In the end, Mira decides not to go through with these pesterings. Instead, she’s going to send him a succinct note in his own handwriting. She’s cut out some words from the many passionate missives he’s sent her. ‘Frank, you are a SHIT,’ they read. The last word has to be cobbled together from individual letters and really stands out. We look at it with considerable gratification, then I accompany her as she posts it. Afterwards, we go to the California Café and have cappuccinos and two large slices of carrot cake. I have to check before we go in to make sure Frank and his new love Alfreda aren’t sitting cosily in a corner. In some way our little escapade has soothed me too. Provided an outlet for some of the anger I’ve been feeling towards Matt. I still can’t quite believe that he whipped James Mitchel from right under my nose. He sent me a huge bunch of flowers the other day and I brought them round to Mrs Peabody. I couldn’t look at them.
‘Please don’t hate me’ – he’d written on the note that came with the flowers. I tore it up. I do hate him. At the moment anyway. I’m so used to being able to turn to him. To confide in him. But I can’t very well ring him up and say, ‘Matt, a horrible man has stolen James Mitchel from me at my own dinner party. In fact, now I come to think about it, that horrible man is you.’

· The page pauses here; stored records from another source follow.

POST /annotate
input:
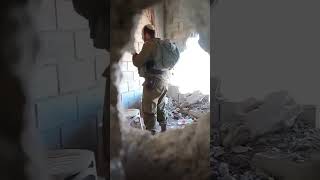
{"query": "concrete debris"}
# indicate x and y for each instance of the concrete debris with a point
(192, 98)
(240, 149)
(285, 149)
(175, 154)
(179, 116)
(253, 118)
(281, 166)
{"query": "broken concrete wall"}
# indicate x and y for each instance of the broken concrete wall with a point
(66, 87)
(130, 88)
(180, 21)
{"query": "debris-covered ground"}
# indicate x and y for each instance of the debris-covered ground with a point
(179, 114)
(297, 142)
(186, 112)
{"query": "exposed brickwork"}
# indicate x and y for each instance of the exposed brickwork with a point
(67, 86)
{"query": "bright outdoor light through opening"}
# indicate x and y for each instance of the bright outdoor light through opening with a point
(192, 72)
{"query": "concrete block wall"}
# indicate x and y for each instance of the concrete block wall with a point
(177, 26)
(67, 87)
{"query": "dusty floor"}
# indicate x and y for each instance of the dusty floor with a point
(181, 114)
(298, 142)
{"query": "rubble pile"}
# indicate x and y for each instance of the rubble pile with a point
(279, 129)
(187, 111)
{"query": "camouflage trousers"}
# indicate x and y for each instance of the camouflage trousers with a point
(153, 104)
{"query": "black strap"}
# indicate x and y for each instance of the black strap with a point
(155, 71)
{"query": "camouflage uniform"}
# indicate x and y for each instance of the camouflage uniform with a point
(155, 87)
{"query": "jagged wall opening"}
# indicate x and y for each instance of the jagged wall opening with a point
(122, 14)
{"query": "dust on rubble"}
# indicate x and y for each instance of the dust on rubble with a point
(297, 142)
(180, 114)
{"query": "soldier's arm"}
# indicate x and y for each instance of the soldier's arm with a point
(145, 54)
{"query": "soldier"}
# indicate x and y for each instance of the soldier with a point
(155, 86)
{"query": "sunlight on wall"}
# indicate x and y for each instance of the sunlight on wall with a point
(192, 72)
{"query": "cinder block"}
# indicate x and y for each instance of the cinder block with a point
(131, 99)
(46, 20)
(76, 76)
(90, 102)
(44, 82)
(127, 57)
(123, 66)
(55, 47)
(56, 111)
(51, 139)
(134, 85)
(80, 134)
(127, 76)
(68, 19)
(173, 92)
(141, 80)
(131, 67)
(123, 87)
(136, 76)
(84, 45)
(282, 165)
(102, 63)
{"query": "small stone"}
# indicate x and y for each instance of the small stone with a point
(228, 177)
(224, 169)
(240, 149)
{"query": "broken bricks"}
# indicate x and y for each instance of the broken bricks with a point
(277, 111)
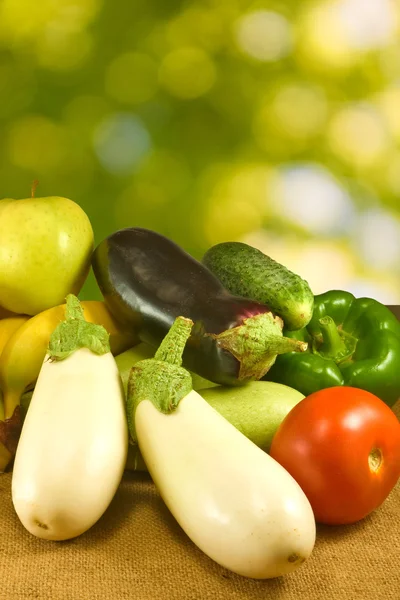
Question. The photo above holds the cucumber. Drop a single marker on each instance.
(246, 271)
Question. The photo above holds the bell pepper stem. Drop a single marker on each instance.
(336, 344)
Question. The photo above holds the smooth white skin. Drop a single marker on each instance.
(73, 446)
(234, 501)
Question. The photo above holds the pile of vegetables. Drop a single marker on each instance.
(257, 408)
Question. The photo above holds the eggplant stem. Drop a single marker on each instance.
(256, 343)
(171, 348)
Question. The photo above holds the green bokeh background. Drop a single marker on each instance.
(190, 118)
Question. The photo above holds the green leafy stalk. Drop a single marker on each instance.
(161, 379)
(75, 333)
(256, 343)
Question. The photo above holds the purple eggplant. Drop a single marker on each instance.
(147, 281)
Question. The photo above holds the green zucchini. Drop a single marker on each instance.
(248, 272)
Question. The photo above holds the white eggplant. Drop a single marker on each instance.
(73, 445)
(234, 501)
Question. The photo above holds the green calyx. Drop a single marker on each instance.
(75, 333)
(333, 343)
(161, 379)
(256, 343)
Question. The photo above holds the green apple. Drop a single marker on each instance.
(45, 252)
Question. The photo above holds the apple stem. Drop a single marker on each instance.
(33, 187)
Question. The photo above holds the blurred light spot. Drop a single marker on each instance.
(264, 35)
(58, 51)
(37, 143)
(121, 141)
(368, 24)
(389, 104)
(389, 61)
(235, 201)
(325, 264)
(322, 40)
(296, 111)
(358, 135)
(393, 173)
(54, 31)
(311, 197)
(17, 88)
(197, 25)
(84, 112)
(377, 239)
(187, 73)
(131, 78)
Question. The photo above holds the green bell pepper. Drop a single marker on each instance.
(351, 341)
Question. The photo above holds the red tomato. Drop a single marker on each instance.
(342, 445)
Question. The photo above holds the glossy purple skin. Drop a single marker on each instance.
(147, 281)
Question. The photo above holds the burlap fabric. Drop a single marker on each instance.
(137, 551)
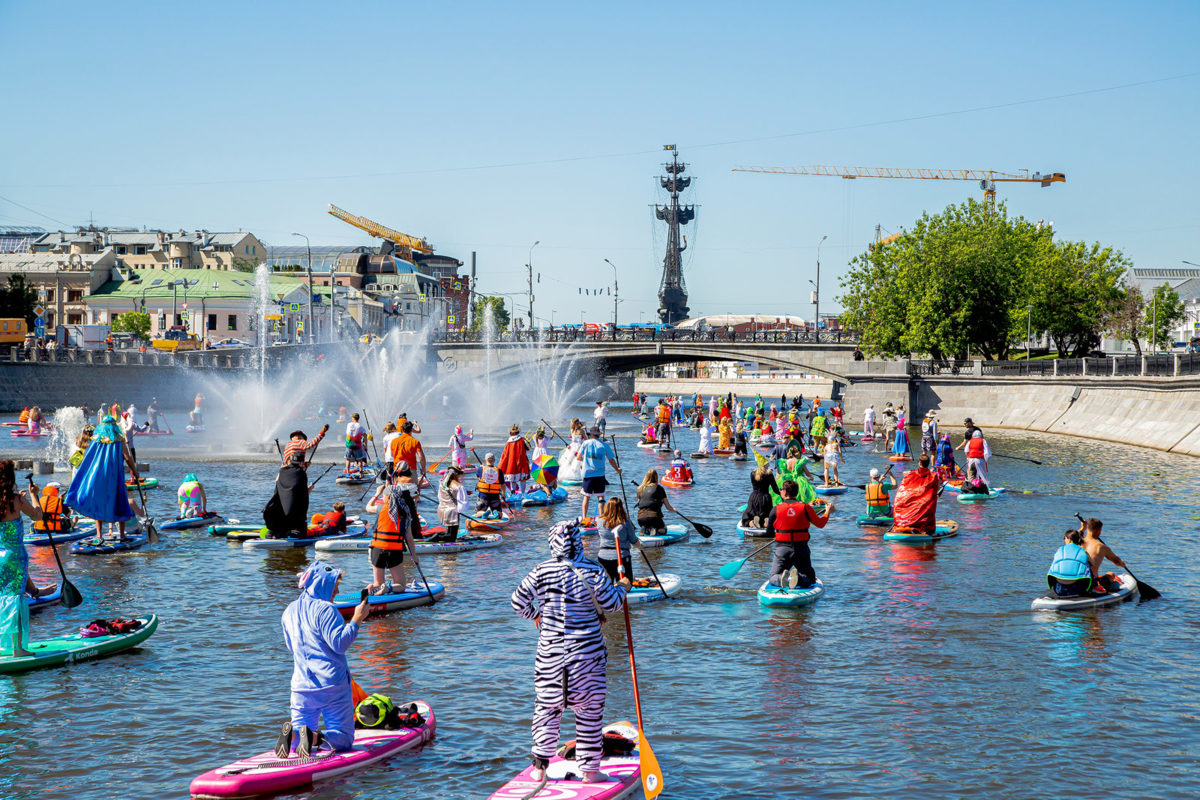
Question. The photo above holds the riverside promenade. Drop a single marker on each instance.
(1147, 401)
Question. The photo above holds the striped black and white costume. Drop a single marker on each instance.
(571, 660)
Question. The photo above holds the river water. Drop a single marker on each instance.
(922, 673)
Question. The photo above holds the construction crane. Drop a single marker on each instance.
(402, 242)
(987, 178)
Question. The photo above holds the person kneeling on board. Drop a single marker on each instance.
(318, 638)
(395, 527)
(789, 523)
(1069, 573)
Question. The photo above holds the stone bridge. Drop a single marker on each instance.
(606, 358)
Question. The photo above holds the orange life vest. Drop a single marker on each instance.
(791, 522)
(53, 517)
(387, 536)
(489, 481)
(876, 495)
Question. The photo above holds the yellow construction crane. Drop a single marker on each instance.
(987, 178)
(403, 242)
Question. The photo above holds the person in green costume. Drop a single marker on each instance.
(795, 469)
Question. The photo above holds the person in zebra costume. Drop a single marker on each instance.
(565, 599)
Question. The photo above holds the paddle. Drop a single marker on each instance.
(1032, 461)
(652, 775)
(1144, 589)
(619, 565)
(556, 432)
(71, 596)
(733, 567)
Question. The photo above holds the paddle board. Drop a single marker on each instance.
(412, 596)
(676, 533)
(646, 590)
(563, 783)
(769, 595)
(269, 775)
(210, 518)
(946, 528)
(72, 648)
(1051, 601)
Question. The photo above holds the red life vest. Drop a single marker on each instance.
(791, 522)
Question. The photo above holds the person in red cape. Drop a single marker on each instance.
(916, 504)
(515, 461)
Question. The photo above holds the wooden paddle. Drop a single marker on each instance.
(652, 775)
(619, 565)
(733, 567)
(71, 596)
(1144, 589)
(1032, 461)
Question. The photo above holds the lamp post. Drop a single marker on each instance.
(1029, 330)
(816, 298)
(309, 247)
(529, 266)
(616, 295)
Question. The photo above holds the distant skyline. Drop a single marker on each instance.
(486, 127)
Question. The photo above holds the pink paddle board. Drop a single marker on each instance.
(563, 783)
(265, 774)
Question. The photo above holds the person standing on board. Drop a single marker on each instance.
(594, 453)
(565, 599)
(789, 522)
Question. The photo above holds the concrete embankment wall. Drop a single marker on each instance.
(1158, 413)
(743, 388)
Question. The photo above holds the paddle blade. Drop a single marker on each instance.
(71, 596)
(732, 567)
(652, 775)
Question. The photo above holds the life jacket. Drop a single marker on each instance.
(791, 522)
(489, 481)
(1069, 563)
(387, 536)
(53, 512)
(877, 495)
(190, 494)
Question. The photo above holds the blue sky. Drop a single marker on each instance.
(487, 126)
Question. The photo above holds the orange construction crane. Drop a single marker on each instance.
(987, 178)
(403, 242)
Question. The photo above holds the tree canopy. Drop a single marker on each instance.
(971, 281)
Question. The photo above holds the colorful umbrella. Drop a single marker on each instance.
(544, 468)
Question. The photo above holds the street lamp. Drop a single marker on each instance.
(309, 247)
(529, 266)
(816, 296)
(616, 294)
(1029, 330)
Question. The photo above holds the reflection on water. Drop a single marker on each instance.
(922, 673)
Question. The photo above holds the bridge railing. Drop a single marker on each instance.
(649, 335)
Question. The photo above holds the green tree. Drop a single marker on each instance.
(1163, 312)
(499, 313)
(948, 287)
(1126, 318)
(18, 300)
(1073, 289)
(132, 322)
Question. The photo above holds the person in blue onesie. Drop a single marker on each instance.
(321, 681)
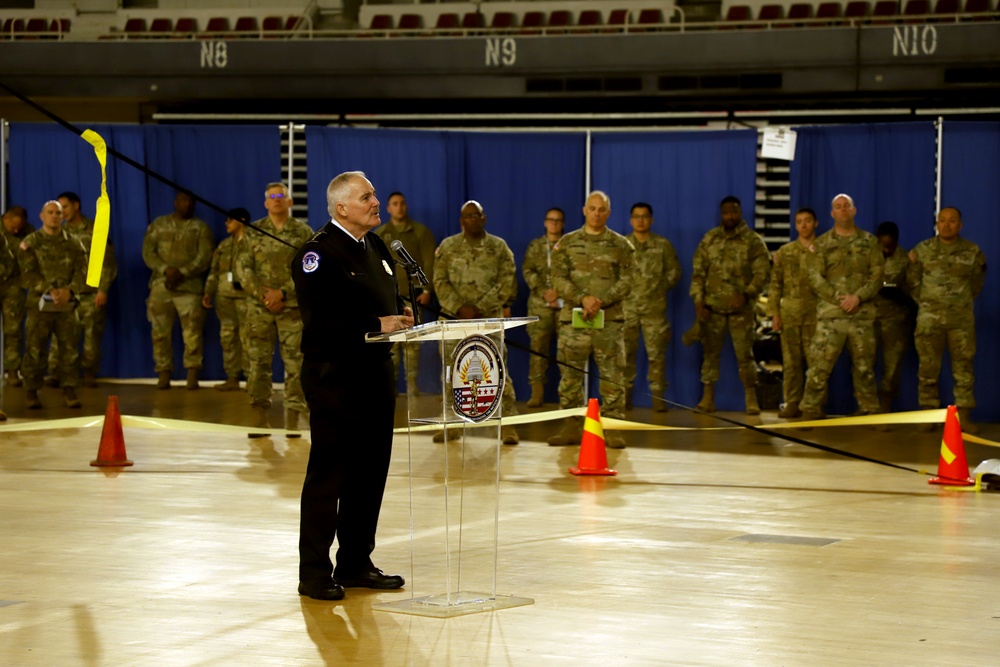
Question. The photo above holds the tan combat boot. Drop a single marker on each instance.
(537, 395)
(231, 384)
(261, 422)
(292, 422)
(31, 400)
(571, 433)
(69, 395)
(163, 380)
(751, 397)
(790, 411)
(707, 402)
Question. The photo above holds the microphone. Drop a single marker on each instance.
(406, 259)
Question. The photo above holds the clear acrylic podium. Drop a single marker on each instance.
(454, 485)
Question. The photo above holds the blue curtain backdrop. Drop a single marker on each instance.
(971, 153)
(516, 177)
(684, 176)
(889, 171)
(228, 166)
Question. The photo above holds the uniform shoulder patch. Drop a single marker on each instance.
(310, 261)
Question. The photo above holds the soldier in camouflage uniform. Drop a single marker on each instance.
(420, 243)
(15, 229)
(792, 306)
(894, 313)
(845, 269)
(178, 250)
(264, 270)
(8, 265)
(226, 294)
(945, 274)
(92, 310)
(657, 272)
(730, 269)
(593, 269)
(54, 264)
(543, 301)
(474, 276)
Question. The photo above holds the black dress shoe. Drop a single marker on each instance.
(322, 590)
(373, 578)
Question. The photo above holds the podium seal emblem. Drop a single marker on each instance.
(477, 378)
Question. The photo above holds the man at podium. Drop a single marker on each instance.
(346, 288)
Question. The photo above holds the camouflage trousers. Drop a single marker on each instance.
(162, 308)
(713, 336)
(930, 341)
(795, 340)
(264, 329)
(655, 330)
(92, 320)
(893, 336)
(830, 339)
(13, 298)
(507, 405)
(38, 329)
(608, 348)
(231, 313)
(540, 333)
(406, 355)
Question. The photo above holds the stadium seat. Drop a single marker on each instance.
(503, 21)
(559, 19)
(771, 13)
(589, 18)
(186, 25)
(134, 25)
(381, 22)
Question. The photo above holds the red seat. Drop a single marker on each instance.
(217, 24)
(828, 10)
(771, 13)
(186, 25)
(473, 20)
(411, 22)
(503, 20)
(161, 25)
(739, 13)
(246, 24)
(531, 22)
(135, 25)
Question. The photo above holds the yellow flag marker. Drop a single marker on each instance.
(103, 216)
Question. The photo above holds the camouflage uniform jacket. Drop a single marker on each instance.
(893, 299)
(419, 242)
(657, 272)
(109, 270)
(183, 244)
(224, 266)
(728, 264)
(537, 270)
(944, 278)
(264, 262)
(479, 273)
(790, 294)
(840, 265)
(13, 242)
(601, 265)
(52, 261)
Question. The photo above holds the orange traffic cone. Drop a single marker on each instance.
(112, 449)
(953, 468)
(593, 456)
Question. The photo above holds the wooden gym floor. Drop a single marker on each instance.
(709, 548)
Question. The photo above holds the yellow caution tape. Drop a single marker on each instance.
(102, 218)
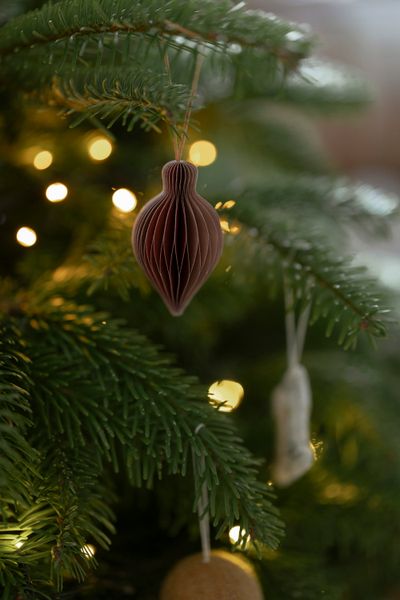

Added to all this emotional baggage is my growing concern about Mira. Matt’s disloyalty and James Mitchel’s defection have made me even more aware that she might feel abandoned if I marry Eamon. We are a couple in a way. A team. I know she’d want to stay on in the cottage if I left. She once said she’d buy it from me if I ever wanted to sell it. I wonder if she’d advertise for a housemate. I wouldn’t like her to be all on her own.
‘Mira, would you mind if I married Eamon?’ I ask as we sit in the California Café together. The bluntness of her note to Frank seems to have put us both into a straight-talking mood.
‘Of course I wouldn’t. I’d be pleased for you,’ she replies reassuringly. ‘He’s a very nice man.’
‘Yes, you’ve always liked him, haven’t you?’ I say, remembering how comfortably they’ve chatted together anytime he’s visited. He’s never silent with her for some reason. ‘What is it you like about him?’ I look at her hopefully.
‘He’s sincere, Alice,’ she answers. ‘He’s kind, and attractive. And he can be very interesting.’
‘Very interesting in what way exactly?’ I probe, beginning to wish I saw his attributes as clearly.